Langley captain Alec Capstick held in a clearing attempt at the Chilliwack blueline and put the puck into the slot for Szeto. The 16 year old Vancouver native put a backhand pass across the slot to Trevor Ayre, whose quick shot beat Chenard.
Chenard made some huge stops as time ticked down, none bigger than his robbery on Chase Pletzke, who was left all alone in front of the net only to be thwarted by the goalie’s blocker.
Langley coach Bobby Henderson brought Fleming to the bench with 1:12 to play and seconds later Jacques Bouquot sent a rink length shot off the right post of the empty net.
Some nights that comes back to haunt you.
On this night, Brind’Amour was able to win one final draw and his team was able to kill off the final seconds in the corner to the left of Chenard.

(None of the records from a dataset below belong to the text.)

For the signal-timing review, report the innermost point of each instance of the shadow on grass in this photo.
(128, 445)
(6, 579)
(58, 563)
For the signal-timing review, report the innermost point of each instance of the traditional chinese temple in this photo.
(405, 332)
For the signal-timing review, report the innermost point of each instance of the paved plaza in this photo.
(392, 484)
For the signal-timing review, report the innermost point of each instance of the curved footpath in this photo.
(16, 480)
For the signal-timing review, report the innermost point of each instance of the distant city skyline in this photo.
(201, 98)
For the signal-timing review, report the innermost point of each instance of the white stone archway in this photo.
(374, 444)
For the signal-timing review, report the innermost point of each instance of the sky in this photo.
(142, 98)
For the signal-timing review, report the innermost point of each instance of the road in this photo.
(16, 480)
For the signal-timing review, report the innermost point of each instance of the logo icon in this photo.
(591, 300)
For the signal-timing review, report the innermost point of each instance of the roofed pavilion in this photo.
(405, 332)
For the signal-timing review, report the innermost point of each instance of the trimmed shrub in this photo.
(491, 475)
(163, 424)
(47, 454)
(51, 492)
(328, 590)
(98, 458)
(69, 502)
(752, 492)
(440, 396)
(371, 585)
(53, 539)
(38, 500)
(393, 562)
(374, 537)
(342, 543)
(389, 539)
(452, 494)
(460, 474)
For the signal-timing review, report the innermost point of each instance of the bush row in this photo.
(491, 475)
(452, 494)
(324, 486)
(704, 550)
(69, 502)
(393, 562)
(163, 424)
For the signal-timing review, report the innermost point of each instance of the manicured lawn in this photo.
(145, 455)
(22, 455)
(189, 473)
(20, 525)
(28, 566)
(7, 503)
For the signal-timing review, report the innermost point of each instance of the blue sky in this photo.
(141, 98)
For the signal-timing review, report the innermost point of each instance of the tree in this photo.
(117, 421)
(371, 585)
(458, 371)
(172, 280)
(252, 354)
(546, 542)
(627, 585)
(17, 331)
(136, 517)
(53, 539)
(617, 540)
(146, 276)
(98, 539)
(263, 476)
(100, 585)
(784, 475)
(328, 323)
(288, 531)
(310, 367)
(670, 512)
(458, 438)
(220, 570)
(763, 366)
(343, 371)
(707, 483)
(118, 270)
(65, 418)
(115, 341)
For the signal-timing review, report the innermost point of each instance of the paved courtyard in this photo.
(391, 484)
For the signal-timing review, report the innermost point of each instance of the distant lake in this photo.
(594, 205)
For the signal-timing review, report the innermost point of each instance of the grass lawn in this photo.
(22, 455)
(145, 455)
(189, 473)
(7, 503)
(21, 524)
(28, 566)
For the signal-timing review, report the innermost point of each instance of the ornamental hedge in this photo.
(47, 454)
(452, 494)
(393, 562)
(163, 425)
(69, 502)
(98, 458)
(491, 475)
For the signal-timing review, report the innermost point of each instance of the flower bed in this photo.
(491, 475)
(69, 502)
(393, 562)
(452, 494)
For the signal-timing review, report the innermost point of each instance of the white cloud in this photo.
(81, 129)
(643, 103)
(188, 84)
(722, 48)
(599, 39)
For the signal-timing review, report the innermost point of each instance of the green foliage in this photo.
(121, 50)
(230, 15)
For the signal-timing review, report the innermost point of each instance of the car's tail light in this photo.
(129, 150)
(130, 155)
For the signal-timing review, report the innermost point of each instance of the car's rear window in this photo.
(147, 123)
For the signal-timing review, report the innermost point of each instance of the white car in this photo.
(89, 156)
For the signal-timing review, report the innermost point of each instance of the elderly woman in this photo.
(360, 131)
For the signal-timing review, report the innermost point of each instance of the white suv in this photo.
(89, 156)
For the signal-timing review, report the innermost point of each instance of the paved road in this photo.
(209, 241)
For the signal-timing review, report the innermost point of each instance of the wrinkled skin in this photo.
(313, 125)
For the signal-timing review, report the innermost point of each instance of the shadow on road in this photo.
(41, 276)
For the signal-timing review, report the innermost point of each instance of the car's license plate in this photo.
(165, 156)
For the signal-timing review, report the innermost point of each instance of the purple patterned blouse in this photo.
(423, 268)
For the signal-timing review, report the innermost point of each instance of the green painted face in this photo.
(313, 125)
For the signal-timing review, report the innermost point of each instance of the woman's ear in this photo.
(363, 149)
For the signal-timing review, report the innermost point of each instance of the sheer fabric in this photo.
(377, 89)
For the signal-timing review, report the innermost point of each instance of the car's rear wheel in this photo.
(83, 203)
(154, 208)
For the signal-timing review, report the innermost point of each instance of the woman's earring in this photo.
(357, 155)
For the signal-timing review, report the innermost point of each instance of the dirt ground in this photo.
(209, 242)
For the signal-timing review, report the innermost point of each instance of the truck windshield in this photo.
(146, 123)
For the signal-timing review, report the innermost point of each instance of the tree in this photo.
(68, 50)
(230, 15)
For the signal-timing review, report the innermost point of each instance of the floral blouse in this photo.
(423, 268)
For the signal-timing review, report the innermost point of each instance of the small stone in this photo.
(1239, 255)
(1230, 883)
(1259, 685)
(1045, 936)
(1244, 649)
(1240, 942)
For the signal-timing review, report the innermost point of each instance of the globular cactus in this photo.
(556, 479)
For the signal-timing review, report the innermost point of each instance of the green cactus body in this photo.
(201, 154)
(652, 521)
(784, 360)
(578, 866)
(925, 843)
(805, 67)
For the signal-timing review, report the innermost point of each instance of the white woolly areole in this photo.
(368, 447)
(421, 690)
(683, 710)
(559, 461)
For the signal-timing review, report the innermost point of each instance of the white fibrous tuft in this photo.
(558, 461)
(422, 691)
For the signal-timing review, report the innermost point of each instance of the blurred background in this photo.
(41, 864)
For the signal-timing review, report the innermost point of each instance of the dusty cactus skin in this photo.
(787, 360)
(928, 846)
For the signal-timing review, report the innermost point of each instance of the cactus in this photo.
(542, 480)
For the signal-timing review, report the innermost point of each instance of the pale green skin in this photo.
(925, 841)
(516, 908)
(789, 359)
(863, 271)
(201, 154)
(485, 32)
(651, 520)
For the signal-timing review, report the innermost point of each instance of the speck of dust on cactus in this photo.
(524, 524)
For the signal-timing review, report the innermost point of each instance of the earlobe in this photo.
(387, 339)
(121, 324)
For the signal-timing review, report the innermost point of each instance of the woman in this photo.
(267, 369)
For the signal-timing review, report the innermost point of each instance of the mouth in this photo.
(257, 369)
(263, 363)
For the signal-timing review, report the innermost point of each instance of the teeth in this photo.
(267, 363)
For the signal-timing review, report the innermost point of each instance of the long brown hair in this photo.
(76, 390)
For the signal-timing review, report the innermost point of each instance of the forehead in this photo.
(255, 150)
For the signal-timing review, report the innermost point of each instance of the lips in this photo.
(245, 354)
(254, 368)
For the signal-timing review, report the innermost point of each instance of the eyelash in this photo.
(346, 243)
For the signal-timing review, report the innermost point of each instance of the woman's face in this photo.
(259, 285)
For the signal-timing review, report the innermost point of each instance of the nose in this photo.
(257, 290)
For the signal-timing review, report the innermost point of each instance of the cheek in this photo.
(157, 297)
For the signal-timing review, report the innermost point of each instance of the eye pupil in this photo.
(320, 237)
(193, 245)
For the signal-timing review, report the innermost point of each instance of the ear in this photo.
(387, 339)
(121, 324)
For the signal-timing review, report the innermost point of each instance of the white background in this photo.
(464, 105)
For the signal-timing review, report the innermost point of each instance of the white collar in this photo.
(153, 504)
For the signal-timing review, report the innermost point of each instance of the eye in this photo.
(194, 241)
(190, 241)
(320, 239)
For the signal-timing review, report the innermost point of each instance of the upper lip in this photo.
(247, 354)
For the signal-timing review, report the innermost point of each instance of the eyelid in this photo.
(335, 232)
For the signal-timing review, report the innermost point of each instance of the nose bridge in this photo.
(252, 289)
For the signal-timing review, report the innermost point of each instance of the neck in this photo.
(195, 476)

Donhauser said his young team learned some valuable lessons from their battle with Langley that they’ll now carry into their round-two series with the Prince George Spruce Kings.
“The first few of this series, I don’t think our compete level was where it needed to be,” the New York native noted. “Especially for playoffs, it was a bit of a rude awakening for us.
“We knew we had to pick it up a level when we were down 3-0 and we showed we can.
“We’ve learned that playoffs are a lot more physical and we won’t get the (penalty) calls we get during the regular season. But we also know we’re one of the most skilled and fastest teams in the league, and we need to work through the physical stuff and play our game.”